New Zealand is attempting to rebrand itself to better convey its national identity and cultural heritage, but those efforts aren’t going as smoothly as one would hope. This week, the country presented the four finalists from an open call to redesign its flag and released facelifts for its banknotes — announcements that proved to many New Zealanders that their government has no business dealing with design.
The four flags all feature nationally recognized motifs: three center on the silver fern while the fourth incorporates the koru, a Maori symbol. Chosen by an official Flag Consideration Panel, the designs swiftly received a flood of public criticism, illustrated most strongly on social media through the hashtag #NZflag. Many Kiwis are let down by the selection’s lack of diversity and creativity, with similar designs cropping up in less-than-inspirational places; others are embarrassed or angry and have mercilessly attacked the designs.
What may be cause for more embarrassment that also raises serious questions about the judging process is that one of the banners is apparently plagiarized — and from the packaging of a four-piece set of plastic plates, courtesy of Kiwi Party Ware, no less. The design was submitted by Kyle Lockwood, who actually proposed two of the four flags vying to win (no word on whether inspiration for his second one came from a party store as well).
This tacky theft has apparently not yet reached the ears of judging officials, as the design is still in the running. If it does remain a legitimate contender, it will be up for vote with the other three in a two-part referendum, the first of which opens in November and will determine the final alternative; the second, occurring next March, will pitch that chosen flag against the existing one. With all the protests against the open-sourced designs, however, perhaps New Zealand won’t end up distancing itself from its colonial roots after all.
The New Zealand Herald‘s Karl Puschmann, who described the designs as a “disgrace,” wrote that the process “has been a brand exercise for NZ Inc rather than a search for a meaningful flag replacement.
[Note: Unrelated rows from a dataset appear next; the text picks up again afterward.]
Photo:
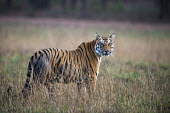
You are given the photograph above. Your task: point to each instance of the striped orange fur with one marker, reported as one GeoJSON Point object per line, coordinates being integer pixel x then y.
{"type": "Point", "coordinates": [79, 66]}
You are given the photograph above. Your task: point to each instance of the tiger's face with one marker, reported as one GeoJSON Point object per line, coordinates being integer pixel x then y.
{"type": "Point", "coordinates": [104, 45]}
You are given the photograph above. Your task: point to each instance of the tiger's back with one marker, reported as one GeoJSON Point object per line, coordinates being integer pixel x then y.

And that’s a massively wasted opportunity.” As reactions to the country’s new banknote designs suggest, the same could be said about New Zealand’s process to makeover its money. The Reverse Bank has been redesigning the notes since 2011 to ensure that they “meet a variety of aesthetic, cultural, and functional requirements,” and yesterday shared images of the new $5 and $10 notes, which have tightened security features that introduce new colors and holograms. The final results: cluttered collages that cobble together ferns, birds, numbers, national landmarks, and famous faces. Moving the note also introduces even more colors and dizzying effects.
Similar to the flag-decision process, the designer for the banknotes, Canadian Banknote Company Ltd., won an “open tender process,” which pit its proposal against those of five other international companies. The company’s rainbow series, however, has received backlash for over-design — a result of studies conducted by Reverse Bank to ensure that the money’s visuals and usability consider everyone, from indigenous groups to the visually impaired. Criticizing the notes’ flashiness, Florian Hardwig, the assistant editor of typography website Fonts In Use, suggests that such processes need not be so democratic. These significant decisions, he argues, are perhaps better left to the experts.
“Let’s hope that they start involving fewer voices in such processes — one discerning design professional is more valuable than a dozen well-meaning tourists,” he writes, “and that they stop aiming for a common denominator that pleases everybody, for it is too often a mingle-mangle that, in sum, hardly pleases anybody.”
The Reserve Bank will release the $5 and $10 bills first, starting in October; the $20, $50, and $100 notes — all overly saturated with images as well — are scheduled to enter wallets next April, just a few weeks shy of the final flag referendum. New Zealand’s designers, as expected, are disappointed with its nation’s recent decisions.